Rethinking Graph Convolution for 2D-to-3D Hand Pose Lifting
For researchers in 3D hand pose estimation, this work provides evidence that adaptive attention mechanisms are more effective than fixed graph convolutions, suggesting a shift in inductive bias for skeleton-based lifting tasks.
The paper challenges the use of fixed graph convolution for 2D-to-3D hand pose lifting, showing that standard multi-head self-attention outperforms GCN baselines, reducing MPJPE from 12.36 mm to 10.09 mm on the FPHA benchmark.

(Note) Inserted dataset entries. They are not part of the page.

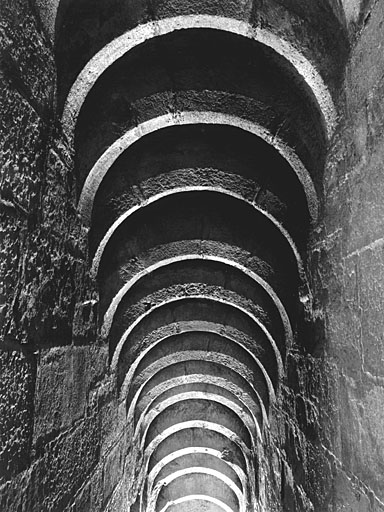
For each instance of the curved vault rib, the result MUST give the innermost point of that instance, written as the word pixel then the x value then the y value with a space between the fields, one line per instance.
pixel 116 355
pixel 213 361
pixel 209 179
pixel 110 155
pixel 158 197
pixel 243 417
pixel 173 384
pixel 191 327
pixel 198 497
pixel 131 39
pixel 190 451
pixel 231 436
pixel 110 313
pixel 200 470
pixel 149 415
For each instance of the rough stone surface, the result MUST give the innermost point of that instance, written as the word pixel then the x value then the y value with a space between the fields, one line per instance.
pixel 84 399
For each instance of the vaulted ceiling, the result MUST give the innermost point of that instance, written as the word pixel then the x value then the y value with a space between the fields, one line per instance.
pixel 200 131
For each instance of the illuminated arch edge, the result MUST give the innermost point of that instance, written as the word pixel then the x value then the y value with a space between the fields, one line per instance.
pixel 186 327
pixel 174 384
pixel 193 450
pixel 149 411
pixel 124 337
pixel 175 191
pixel 110 155
pixel 197 470
pixel 199 497
pixel 215 427
pixel 110 313
pixel 244 417
pixel 132 38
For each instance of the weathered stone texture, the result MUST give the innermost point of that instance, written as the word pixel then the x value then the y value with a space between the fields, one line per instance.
pixel 348 268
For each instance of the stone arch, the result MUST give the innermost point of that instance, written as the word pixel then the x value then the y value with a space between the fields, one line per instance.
pixel 103 164
pixel 302 67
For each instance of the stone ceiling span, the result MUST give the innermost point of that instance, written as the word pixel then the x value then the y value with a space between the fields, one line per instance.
pixel 200 132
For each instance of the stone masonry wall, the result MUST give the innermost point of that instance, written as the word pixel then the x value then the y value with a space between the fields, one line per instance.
pixel 49 428
pixel 347 268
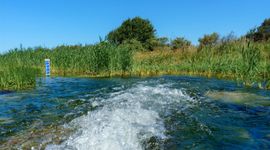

Graph convolutional networks (GCNs) are widely used for 3D hand pose estimation, where the hand skeleton is encoded as a fixed adjacency graph. We revisit whether this is the most effective way to incorporate hand topology in 2D-to-3D lifting. In this paper, we perform controlled, parameter-matched ablations on the FPHA benchmark and show that standard multi-head self-attention consistently outperforms GCN baselines. Even when the GCN is strengthened with multi-hop adjacency and matched parameter count, self-attention reduces MPJPE from 12.36 mm to 10.09 mm. A skeleton-constrained graph attention network recovers most of this gap, indicating that input-dependent aggregation is a major source of improvement, while fully connected attention yields additional gains. We further show that hand topology is most effective when introduced as a soft structural prior through graph-distance positional encoding, rather than as a hard adjacency constraint. These results suggest that, for hand pose lifting, adaptive spatial attention is a more effective inductive bias than fixed graph convolution.